These are SSE2 integer instructions which use the 128-bit XMM
registers. They were introduced in the Pentium 4 and Xeon processors.
For convenience they are divided into two parts.
The first part demonstrates
extensions to the MMX SSE integer instructions
(except for PSHUFW). These are now extended for use with the XMM registers.
The second part demonstrates other SSE2 integer
instructions for the XMM registers.
Before using the SSE2 instructions in your code you need to
check if they are available on the processor which is running your program.
This is done by testing bit 26 in edx after calling CPUID with eax=1.

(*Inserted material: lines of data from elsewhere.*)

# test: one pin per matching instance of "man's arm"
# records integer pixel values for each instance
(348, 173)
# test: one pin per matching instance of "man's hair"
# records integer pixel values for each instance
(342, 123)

The following tests assume that somewhere in the data section
the following double qwords have been declared. Each double qword is a
total of 128 bits.
Set the breakpoint to XMMSSE2_INTEGER1, run the test and single-step through the code:-
Set the breakpoint to XMMSSE2_INTEGER_NEW, run the test and single-step
through the code:-
DQWORD_VALUE1 DQ 0204060822222222h
DQ 444444446080C0E0h
DQWORD_VALUE2 DQ 0406080A44444444h
DQ 6666666680A0E100h
Since it is possible that these labels as declared here without using
ALIGN) may not be on a 16-bit boundary, the
MOVDQU instruction must be used to transfer data from this into an XMM
register. MOVDQU (move unaligned double quadword) does not care about
alignment. If you specify ALIGN 16 immediately before the data declaration,
however, then the faster MOVDQA (move aligned double quadword) can be used
instead. If you get this wrong your program will cause an exception.
See more about this.
To watch these tests properly you need to set the appropriate breakpoint,
start the test and then single step through the instructions. You can then
watch how they change the XMM registers. Using GoBug you can make the XMM
registers appear in their integer format using the appropriate button on the
toolbar.
Integer instructions for XMM registers (extensions to the MMX SSE
integer instructions)
XMMSSE2_INTEGER1: ;MMX integer instructions now for XMM registers
MOV EAX,1 ;request CPU feature flags
CPUID ;0Fh, 0A2h CPUID instruction
TEST EDX,4000000h ;test bit 26 (SSE2)
JNZ >L18 ;SSE2 available
CALL NOSSE2INTMESS
RET
L18:
;********************* xmm average computation
;********************* (switch xmm pane to "byte" view)
MOVDQU XMM0,[DQWORD_VALUE1] ;give 1st tester values to XMM0
MOVDQA XMM2,XMM0 ;copying to XMM2
MOVDQU XMM1,[DQWORD_VALUE2] ;give 2nd tester values to XMM1
MOVDQA XMM3,XMM1 ;copying to XMM3
PAVGB XMM0,XMM1 ;packed average-by-byte result in XMM0
;********************* (switch xmm pane to "word" view)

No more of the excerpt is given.